Reforms to the UK’s Tonnage Tax regime

  • The Budget announces that: “the government will make substantive reforms to the UK’s Tonnage Tax regime for the first time since it was introduced in 2000. These reforms aim to increase the number of firms basing their headquarters in the UK, boosting the UK’s world-leading maritime services industry.”
  • Announcing this in his speech, the Chancellor Rishi Sunak stated: “So I can announce today that our Tonnage Tax will – for the first time ever - reward companies for adopting the UK’s merchant shipping flag, the Red Ensign. That is entirely fitting for a country with such a proud maritime history as ours.”
  • This is pitched in the Budget as an example of “Seizing the opportunities of Brexit”, stating: “The government will...remove any requirement for ships in the UK Tonnage Tax regime to fly the flag of any EU country now the UK has left the EU, and instead focus on boosting the use of the UK flag when determining which companies can participate in the regime.”
  • Additionally, the Budget states: “the government will make it easier for shipping companies to participate in the Tonnage Tax regime by reducing the lock-in period from 10 years to 8 years to align more closely with shipping cycles. HMRC will be given more discretion to admit companies into the regime outside of the initial window of opportunity where there is a good reason. HMRC will also review guidance on which vessels and operations qualify for the regime to take account of developments in technology and the shipping market since the tax was introduced.”

Update on Freeports

  • The Budget states that “up to £200 million” is available “to deliver eight Freeports in England, creating regions that will flourish as hubs for global trade and investment.”
  • The Budget announces that the 8 Freeports announced at the previous Spring Budget will begin initial operations in November this year.
  • Whilst all 8 initial Freeports announced in the Spring Budget were in England, this Budget also states that the Government “remains committed to establishing at least one Freeport in Scotland, Wales and Northern Ireland”, so further announcements on this can be expected.
  • Additionally, the Budget states: “If needed, the government may, at an appropriate point, introduce further guidance for businesses claiming Freeport tax reliefs, to reflect the outcome of ongoing discussions between the UK and EU about the Northern Ireland Protocol.”

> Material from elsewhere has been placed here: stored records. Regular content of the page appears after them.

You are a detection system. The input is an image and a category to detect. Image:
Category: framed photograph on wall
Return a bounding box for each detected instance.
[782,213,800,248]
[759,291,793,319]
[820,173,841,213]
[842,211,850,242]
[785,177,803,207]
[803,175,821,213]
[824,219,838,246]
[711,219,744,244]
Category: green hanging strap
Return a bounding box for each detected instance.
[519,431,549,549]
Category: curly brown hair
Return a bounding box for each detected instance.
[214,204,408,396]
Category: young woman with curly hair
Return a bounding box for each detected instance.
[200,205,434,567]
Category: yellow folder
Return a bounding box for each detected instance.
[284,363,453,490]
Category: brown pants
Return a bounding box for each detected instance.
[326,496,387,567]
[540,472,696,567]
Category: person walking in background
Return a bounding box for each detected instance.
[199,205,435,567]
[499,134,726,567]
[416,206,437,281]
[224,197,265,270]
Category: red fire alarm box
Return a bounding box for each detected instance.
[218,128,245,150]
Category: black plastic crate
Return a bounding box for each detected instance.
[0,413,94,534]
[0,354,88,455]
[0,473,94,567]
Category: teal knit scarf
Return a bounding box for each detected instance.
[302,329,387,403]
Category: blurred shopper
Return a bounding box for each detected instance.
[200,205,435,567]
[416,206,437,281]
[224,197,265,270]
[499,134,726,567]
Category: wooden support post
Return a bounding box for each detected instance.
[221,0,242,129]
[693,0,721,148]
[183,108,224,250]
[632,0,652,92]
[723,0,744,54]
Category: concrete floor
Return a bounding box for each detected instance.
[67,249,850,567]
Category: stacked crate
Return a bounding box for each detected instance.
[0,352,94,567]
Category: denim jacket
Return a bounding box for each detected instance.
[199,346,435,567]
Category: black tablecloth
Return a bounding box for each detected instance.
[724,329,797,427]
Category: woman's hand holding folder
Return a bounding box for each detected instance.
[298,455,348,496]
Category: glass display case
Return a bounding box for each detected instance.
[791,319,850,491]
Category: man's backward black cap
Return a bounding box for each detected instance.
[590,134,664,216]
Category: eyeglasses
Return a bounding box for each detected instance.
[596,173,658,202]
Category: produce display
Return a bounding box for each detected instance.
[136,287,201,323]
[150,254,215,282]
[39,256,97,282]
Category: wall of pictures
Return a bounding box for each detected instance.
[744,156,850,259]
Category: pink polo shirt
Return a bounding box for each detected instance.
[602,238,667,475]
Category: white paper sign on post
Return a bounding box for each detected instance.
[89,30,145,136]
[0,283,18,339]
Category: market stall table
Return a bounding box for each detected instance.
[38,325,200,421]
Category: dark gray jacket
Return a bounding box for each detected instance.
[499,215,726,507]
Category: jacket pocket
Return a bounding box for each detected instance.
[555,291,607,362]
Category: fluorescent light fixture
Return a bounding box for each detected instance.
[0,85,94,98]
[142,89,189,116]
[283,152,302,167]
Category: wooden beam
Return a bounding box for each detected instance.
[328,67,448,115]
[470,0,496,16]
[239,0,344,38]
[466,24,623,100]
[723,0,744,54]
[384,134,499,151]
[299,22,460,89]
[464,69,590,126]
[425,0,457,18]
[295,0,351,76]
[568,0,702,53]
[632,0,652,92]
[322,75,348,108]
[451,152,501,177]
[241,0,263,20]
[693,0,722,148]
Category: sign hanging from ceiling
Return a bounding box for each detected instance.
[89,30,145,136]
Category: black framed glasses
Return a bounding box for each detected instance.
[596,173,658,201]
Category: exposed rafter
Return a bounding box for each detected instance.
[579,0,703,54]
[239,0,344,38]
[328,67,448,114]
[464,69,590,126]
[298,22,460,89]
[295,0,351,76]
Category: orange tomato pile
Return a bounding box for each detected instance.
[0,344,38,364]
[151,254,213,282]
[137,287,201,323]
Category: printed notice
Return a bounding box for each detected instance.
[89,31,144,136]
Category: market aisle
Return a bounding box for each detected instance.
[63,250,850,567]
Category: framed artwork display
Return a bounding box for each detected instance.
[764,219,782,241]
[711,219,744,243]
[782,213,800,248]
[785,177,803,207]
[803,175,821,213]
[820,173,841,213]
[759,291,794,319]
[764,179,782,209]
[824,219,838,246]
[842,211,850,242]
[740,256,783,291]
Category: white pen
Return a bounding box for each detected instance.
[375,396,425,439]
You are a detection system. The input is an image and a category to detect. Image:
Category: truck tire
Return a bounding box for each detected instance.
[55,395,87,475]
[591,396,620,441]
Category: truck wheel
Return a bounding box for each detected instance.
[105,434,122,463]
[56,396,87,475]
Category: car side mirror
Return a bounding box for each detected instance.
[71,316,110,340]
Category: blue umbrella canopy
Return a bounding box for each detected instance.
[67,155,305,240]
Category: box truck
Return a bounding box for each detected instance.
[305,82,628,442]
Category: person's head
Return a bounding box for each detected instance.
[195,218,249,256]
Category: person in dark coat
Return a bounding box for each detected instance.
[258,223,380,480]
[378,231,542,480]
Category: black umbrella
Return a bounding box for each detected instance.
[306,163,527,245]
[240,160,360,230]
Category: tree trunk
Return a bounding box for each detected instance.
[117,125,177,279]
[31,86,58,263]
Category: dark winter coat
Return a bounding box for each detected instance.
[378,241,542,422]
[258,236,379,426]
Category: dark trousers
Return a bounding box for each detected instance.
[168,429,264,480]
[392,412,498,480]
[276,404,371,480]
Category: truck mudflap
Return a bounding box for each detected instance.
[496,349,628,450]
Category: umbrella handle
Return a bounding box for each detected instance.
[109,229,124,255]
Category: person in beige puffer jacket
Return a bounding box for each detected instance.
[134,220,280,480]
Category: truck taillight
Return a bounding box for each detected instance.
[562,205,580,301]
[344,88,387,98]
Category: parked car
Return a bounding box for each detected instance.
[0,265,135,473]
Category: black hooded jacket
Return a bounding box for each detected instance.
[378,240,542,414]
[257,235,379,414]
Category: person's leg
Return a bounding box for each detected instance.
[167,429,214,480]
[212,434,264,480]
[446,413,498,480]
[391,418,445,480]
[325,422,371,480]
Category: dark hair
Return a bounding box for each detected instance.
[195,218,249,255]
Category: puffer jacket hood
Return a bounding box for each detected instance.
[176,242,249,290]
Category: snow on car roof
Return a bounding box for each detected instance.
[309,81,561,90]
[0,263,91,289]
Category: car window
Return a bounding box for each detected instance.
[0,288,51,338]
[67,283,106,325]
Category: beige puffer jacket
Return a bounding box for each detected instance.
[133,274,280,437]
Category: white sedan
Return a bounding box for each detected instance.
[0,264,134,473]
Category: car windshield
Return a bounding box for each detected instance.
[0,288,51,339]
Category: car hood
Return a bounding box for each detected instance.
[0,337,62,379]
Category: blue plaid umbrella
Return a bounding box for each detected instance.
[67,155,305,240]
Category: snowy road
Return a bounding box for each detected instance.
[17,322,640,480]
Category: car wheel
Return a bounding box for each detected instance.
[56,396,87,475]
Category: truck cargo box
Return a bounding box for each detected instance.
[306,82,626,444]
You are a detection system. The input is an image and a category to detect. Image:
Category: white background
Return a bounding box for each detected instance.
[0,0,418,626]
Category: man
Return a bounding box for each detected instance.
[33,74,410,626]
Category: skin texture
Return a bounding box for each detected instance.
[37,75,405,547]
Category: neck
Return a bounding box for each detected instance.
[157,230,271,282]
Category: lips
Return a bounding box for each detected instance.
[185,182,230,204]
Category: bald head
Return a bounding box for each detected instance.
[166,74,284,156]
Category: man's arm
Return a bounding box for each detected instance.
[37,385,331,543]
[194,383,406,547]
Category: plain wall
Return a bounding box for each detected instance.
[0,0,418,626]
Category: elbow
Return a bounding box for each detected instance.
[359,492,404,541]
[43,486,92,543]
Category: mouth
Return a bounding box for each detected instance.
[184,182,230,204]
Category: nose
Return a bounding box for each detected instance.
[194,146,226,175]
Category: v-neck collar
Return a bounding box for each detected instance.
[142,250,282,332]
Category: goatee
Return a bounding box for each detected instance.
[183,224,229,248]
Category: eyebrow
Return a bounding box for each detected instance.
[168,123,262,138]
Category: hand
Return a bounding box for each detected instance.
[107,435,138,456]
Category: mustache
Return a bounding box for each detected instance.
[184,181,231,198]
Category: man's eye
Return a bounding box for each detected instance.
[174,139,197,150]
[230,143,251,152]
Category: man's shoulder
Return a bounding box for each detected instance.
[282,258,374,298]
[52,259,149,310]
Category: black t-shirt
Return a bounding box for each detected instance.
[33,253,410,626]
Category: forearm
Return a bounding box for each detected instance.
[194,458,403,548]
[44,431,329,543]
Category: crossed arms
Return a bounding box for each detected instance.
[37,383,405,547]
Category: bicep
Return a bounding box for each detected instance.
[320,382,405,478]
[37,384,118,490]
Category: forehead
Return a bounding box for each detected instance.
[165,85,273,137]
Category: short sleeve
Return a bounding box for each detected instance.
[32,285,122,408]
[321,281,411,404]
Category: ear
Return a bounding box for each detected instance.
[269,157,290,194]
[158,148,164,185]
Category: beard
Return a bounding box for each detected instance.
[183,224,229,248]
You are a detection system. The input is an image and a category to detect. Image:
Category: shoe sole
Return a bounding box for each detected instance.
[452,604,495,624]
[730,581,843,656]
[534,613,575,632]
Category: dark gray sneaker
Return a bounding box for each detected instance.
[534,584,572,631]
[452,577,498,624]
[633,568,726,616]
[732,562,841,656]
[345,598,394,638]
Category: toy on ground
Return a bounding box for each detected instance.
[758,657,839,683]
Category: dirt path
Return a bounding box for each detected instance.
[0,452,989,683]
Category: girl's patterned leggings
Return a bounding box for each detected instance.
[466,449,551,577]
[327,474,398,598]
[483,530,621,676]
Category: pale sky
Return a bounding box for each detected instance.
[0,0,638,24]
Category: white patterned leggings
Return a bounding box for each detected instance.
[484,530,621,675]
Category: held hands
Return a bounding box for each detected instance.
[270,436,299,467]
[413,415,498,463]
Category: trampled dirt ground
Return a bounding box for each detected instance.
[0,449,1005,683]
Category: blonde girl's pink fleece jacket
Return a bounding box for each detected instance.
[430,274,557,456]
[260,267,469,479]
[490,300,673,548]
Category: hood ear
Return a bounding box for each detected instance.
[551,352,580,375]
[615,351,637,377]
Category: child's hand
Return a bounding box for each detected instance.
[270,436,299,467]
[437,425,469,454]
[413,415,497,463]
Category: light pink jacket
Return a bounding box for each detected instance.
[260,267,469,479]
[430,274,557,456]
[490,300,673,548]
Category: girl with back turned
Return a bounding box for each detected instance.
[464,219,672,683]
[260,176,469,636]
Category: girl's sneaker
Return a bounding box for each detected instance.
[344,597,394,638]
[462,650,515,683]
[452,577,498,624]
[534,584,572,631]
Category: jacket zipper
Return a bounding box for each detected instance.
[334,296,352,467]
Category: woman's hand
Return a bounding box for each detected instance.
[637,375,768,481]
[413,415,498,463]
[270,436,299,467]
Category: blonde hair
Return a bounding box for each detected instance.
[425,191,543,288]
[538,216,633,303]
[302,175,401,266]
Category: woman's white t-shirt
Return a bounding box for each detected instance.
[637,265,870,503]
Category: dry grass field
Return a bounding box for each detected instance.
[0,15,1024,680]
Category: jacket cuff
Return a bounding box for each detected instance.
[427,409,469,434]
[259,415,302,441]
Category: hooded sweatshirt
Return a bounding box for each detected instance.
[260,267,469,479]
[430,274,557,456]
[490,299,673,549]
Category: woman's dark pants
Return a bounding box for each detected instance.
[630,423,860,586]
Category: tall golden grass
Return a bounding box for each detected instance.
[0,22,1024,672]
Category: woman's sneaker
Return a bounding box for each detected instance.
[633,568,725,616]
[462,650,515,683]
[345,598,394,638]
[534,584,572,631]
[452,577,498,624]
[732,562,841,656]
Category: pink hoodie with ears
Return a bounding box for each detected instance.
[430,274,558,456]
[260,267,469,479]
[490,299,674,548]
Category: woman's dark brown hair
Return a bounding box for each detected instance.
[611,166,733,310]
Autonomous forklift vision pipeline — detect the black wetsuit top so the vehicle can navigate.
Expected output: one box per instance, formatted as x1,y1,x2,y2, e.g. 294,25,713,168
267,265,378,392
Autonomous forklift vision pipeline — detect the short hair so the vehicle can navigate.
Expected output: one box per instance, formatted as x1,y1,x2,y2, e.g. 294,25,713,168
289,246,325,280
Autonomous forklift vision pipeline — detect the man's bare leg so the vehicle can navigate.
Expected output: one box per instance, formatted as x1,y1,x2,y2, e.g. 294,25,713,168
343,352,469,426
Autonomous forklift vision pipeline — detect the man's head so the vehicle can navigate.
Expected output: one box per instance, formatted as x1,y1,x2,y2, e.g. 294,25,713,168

  • As part of the Home Office settlement included in the Budget, it announces “an additional £74 million capital funding over the SR21 period, as part of the National Shipbuilding Strategy, to replace the Border Force fleet of five cutters and six coastal patrol vessels.”
  • Additionally, the Budget restates the commitments to increased defence spending set out in the 2020 Spending Review, including a naval shipbuilding pipeline, stating: “The Budget and SR also maintains the government’s commitment to defence as set out at Spending Review 2020 (SR20), including using local skills to grow industry capability in the UK – such as directly supporting almost 19,000 jobs in industry in Scotland, Wales and Northern Ireland. This investment includes Scottish shipyards, which will benefit from the shipbuilding pipeline including the new Type 26 and Type 31 frigates”.

Overall, it is very positive that maritime features relatively extensively in the Budget and Spending Review - the commitment to extending the CMDC into a multi-year programme and to a UK Shipping Office for Reducing Emissions (UK-SHORE) were both core elements of the Maritime UK Spending Review bid, showing that it landed positively within the Treasury. The investment in Freeports, and the additional capital funding for shipbuilding as part of the Home Office settlement, should also be welcomed.

However, the documents published today do not set out in clear terms exactly how much of the announced £300 million investment for R&D programmes will be provided specifically to the extension of the CMDC, which is something that will need to be urgently clarified.